Yes, you never know how this crazy world works you know. Some of the biggest opportunities I’ve had have been in the most unlikely circumstances. I met the producer of my first disc at a farmer’s market in San Diego. His name is Mark Neill (producer of The Black Keys and Los straitjackets amongst others) and he’s helped me out ever since. It was just the sort of place where you’d never expect to meet someone like that. We were playing on a Thursday afternoon at this crappy farmers market. I’d found out that you could make some money just playing these farmers markets across the country, some are good and some not so good but this one was really terrible, we were standing in the glare of the sun in the dirt and sand and Mark saw us, you never know how this world works.

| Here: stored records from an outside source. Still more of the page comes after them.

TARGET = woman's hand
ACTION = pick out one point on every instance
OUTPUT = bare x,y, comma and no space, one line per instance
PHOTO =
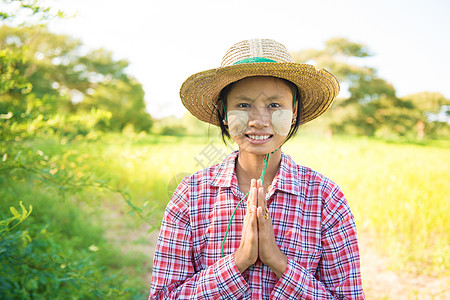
247,253
269,252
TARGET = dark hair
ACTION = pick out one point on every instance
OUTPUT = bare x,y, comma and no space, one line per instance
222,103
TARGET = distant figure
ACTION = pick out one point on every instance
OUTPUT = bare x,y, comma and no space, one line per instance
420,130
328,134
294,236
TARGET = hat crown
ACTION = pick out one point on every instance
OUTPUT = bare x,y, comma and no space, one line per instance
257,48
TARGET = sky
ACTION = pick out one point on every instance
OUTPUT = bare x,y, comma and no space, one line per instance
167,41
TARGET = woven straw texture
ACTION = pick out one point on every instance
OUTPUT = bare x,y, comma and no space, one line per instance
317,88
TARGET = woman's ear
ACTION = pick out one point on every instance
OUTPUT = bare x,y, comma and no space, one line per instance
294,113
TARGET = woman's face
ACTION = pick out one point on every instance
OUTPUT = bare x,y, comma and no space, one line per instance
259,111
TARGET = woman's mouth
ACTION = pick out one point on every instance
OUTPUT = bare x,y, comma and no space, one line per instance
258,139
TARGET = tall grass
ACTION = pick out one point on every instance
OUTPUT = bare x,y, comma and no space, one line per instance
398,192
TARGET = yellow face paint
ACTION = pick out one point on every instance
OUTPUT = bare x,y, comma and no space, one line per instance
281,121
237,121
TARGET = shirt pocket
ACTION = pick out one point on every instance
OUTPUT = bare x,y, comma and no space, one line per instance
305,257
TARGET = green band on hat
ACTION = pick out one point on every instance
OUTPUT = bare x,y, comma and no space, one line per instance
254,60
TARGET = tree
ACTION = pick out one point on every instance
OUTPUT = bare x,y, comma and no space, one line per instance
52,75
372,107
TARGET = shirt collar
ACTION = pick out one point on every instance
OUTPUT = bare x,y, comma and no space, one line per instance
286,179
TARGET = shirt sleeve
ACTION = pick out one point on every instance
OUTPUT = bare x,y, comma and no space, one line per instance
174,273
338,273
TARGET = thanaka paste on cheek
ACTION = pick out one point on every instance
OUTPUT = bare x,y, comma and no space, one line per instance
281,121
237,122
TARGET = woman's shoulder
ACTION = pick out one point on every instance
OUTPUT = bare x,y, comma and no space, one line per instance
310,180
224,168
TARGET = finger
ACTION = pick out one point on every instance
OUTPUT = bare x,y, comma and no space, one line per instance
261,198
253,196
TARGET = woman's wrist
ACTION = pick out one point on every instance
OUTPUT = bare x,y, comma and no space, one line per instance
278,264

Serendipitous indeed. You must make a good impression if these guys just happen across you and say, “Hi, let’s make a record”.

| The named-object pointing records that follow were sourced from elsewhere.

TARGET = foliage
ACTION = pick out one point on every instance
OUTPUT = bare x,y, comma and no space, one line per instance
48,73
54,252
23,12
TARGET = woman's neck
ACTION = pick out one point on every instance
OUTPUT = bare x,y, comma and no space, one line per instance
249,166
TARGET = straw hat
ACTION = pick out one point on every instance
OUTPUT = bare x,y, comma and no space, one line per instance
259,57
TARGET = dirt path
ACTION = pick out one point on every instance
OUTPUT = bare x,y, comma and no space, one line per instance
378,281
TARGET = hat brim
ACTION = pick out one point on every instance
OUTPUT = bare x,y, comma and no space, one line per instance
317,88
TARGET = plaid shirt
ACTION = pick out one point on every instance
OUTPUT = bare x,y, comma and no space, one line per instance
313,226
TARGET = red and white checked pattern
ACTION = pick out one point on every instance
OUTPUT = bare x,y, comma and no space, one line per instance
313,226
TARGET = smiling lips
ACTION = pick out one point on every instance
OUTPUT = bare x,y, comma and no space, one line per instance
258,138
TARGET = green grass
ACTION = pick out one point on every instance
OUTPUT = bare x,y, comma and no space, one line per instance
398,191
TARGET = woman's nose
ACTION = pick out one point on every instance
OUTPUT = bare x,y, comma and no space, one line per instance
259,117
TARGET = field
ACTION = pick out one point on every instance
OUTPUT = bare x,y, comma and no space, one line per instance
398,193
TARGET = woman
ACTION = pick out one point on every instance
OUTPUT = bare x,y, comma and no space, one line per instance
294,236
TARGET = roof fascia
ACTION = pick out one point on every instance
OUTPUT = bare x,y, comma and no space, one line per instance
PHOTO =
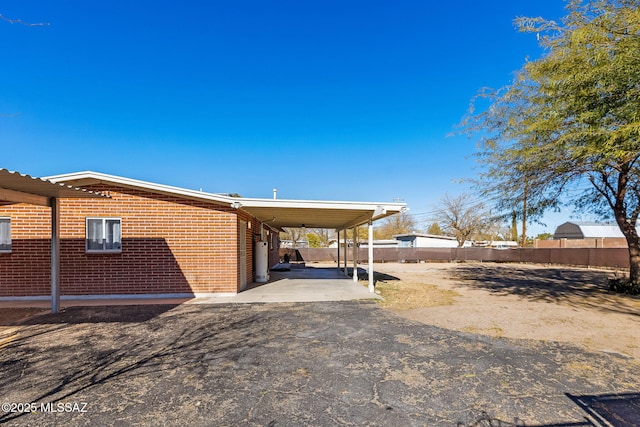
89,178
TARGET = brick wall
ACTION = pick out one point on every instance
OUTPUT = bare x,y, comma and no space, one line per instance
169,245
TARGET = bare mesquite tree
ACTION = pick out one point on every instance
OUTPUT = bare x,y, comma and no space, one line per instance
461,217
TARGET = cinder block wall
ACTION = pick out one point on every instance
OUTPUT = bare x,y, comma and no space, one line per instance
169,245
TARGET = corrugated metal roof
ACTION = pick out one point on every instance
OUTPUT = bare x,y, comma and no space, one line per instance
277,213
587,230
16,187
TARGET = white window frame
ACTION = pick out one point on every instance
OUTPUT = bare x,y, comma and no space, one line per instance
103,250
7,251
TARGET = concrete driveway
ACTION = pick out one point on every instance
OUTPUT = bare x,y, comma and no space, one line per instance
297,364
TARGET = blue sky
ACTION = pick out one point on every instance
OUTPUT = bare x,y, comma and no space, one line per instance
331,100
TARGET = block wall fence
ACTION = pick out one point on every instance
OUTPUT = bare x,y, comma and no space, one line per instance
588,257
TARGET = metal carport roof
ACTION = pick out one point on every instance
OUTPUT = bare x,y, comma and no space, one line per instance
277,213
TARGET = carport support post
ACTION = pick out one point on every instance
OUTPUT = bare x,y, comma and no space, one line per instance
55,255
370,256
355,254
346,251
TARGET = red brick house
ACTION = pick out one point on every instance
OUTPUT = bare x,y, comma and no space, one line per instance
148,239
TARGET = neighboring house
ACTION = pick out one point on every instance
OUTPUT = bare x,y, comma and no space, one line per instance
148,239
416,240
388,243
587,230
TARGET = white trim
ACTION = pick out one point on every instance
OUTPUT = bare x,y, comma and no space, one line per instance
128,182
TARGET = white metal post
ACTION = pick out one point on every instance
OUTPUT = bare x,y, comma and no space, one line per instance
346,251
338,250
55,255
370,253
355,254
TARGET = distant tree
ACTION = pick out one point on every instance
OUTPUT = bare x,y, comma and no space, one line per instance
435,229
461,217
568,127
294,234
401,223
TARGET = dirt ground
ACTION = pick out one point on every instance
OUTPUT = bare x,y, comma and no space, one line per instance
546,303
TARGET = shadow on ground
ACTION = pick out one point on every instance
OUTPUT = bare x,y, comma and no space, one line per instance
579,287
335,363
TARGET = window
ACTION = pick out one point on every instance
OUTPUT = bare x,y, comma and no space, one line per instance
5,235
104,235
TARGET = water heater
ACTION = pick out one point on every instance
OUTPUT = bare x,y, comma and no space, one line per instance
262,262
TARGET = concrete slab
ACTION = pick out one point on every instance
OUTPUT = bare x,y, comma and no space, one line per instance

Well I’m a big baseball fan and I just grew up knowing you can’t hit the ball if you just sit and wait. You got to get up to the plate and take your swing and you never know how it will work but you just need to give it your best swing and then you never know. So that’s what I’ve been doing. I was playing on my own and then as a duo, a trio and now there’s four or five in my band and the more people who see you play and then maybe book you allows you to get more money to hire more people for the band and play more places. And people seem to like country music, the reason I’m in Vienna right now is that last time I was over here someone saw me and said, “I want you to come to Vienna next time”.
Any plans to come back to the UK anytime soon.
I’d love to. I plan to come to Europe at least once a year and I know that folk like Jack Grelle have a great time when they’re playing in Britain so I’d hope to come back hopefully next year. I’m hoping that these singles we’re bringing out get a few spins and spread the word. They’ll have a digital download code but I’m hoping people will like the singles themselves. That’s the way I listen to music, I don’t have a CD player so I listen to records and I think that more and more people are doing that. It’s a great experience, having your friends over and they go through your collection, to me that’s an ideal Friday night, let’s listen to records. It’s so much more tangible, singles, ten inchers and albums, I think people just like them.
So you’ve got a couple more dates in Europe and then it’s back to the States.
When we get back we’re going up to Cincinnati to play a Merle Haggard tribute and then it’s back to the west coast for a six-week tour so it’s a busy time of the year coming up.
We left Todd there but followed his tour adventures including two sold out nights in Paris. Hopefully he’ll make it to our shores in the not too distant future and there’s always the prospect of a couple of cool 45’s to look forward to.